幸せの行方
リタニアでの戦争以来ぶりにお会いできたラスさんと、メルセデスさんとアルキィさんとレファンドスの街を歩く。
相変わらず治安は悪い。
こんな街を見せてしまって、少し恥ずかしく思う。
先行して案内をしていると、メルセデスさんに思いがけない事を言われた。
「なんだかお二人を見ていると、恋人同士のように見えますね。」
「…!そうでしょうか?」
「そ、そんな!恋人だなんて…」
「確かに。二人とも息ぴったりだし、本当でも驚かないな。」
「突然変な事を言って申し訳ありません…気分を損ねてしまいましたよね…」
「いいえ、まあ、恋人であることは事実ですから。お気になさらず。」
「ちょ、ちょっとタイウィンさま!!」
「ん?ラスさんとメルセデスさんに嘘をつく必要もないだろう?」
「それは…そうだけど………」
顔を真っ赤にさせて、声を震わせている。
このお二人にそこまで恥ずかしがらなくとも良いんじゃないのか?
事実であると聞いたラスさんとメルセデスさんは、少し驚いた様子でいた。
「てっきり、タイウィンってそういうの嘘ついてでもプライベートは隠すタイプだと思ってたけど…」
「私も思ってました…」
「二人は本当に恋人だったアル?お似合いのカップルアルゥ!」
「も、もう…アルキィくん…」
「本当にお似合いだと思いますよ。一緒にいるだけで、幸せと思える相手と過ごすことが出来る…私もそんな幸せを知っていますから。」
「そんなに惚気けてたかな……」
顔が火照ってしまったのか、両手を頬に当てて困り果てている。
険悪より幸福に満ちている雰囲気の方が、シュネル様のお傍に相応しいと思う。
しかし、顔見知りの、お世話になったお二人に話すだけで、こうも照れるとは思わなかった。

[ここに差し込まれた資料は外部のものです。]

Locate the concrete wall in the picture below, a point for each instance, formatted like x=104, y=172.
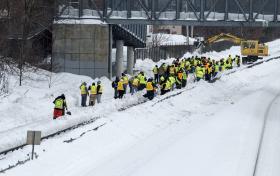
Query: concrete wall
x=81, y=49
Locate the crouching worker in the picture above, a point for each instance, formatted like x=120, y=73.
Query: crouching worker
x=150, y=87
x=60, y=106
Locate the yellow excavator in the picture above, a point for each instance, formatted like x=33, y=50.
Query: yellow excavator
x=251, y=50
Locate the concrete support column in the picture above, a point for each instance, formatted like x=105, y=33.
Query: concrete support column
x=119, y=57
x=188, y=35
x=130, y=60
x=192, y=31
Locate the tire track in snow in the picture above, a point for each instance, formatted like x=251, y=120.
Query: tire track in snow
x=260, y=146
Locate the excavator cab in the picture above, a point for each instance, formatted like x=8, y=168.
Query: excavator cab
x=250, y=49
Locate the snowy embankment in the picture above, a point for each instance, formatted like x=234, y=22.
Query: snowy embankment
x=211, y=129
x=30, y=107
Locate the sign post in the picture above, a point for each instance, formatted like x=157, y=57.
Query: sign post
x=33, y=138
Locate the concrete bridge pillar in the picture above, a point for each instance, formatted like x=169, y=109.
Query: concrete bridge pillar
x=130, y=60
x=119, y=57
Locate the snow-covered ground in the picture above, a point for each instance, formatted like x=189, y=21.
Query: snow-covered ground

「君は私と交際していることが、恥だと思っているのか?」
「そ、そんなわけ!!」
「じゃあ、そんなに赤くしなくても良いだろう?」
「だ、だって……こんなにカッコイイ人が恋人なんだって……しかもお似合いなんて言われたら……」
「……ふふっ、タイウィン様にメロメロなんですね。とても可愛らしいです。」
「クスクス…今、自分で恥ずかしい事を言ってしまったぞ?良いのか?」
「…ハッ…!!さ、さっきのは聞かなかった事に…!!で、でも…カッコイイのは本当だし…!うぅ…」
「自滅してどうするんだ…全く…世話が焼けて仕方ないな。」
「凄くラブラブアルゥ…ヴィオレタとルルカとはまた違う感じアル…」
「幸せそうなお二人を見ていると、私も心が温かくなります…分けていただいているようで…」
「おれも。この二人にはずっと仲良しでいてもらいたいな。」
介抱する間に聞こえてきたそんな言葉に、つい頬が緩んでしまう。
君とこうして、平穏な日々を過ごせて。
祝福してくれる仲間がいて。
幸せそうに笑う君が隣にいる。
これ以上の幸福はないものなんだと、言葉を噛み締めた。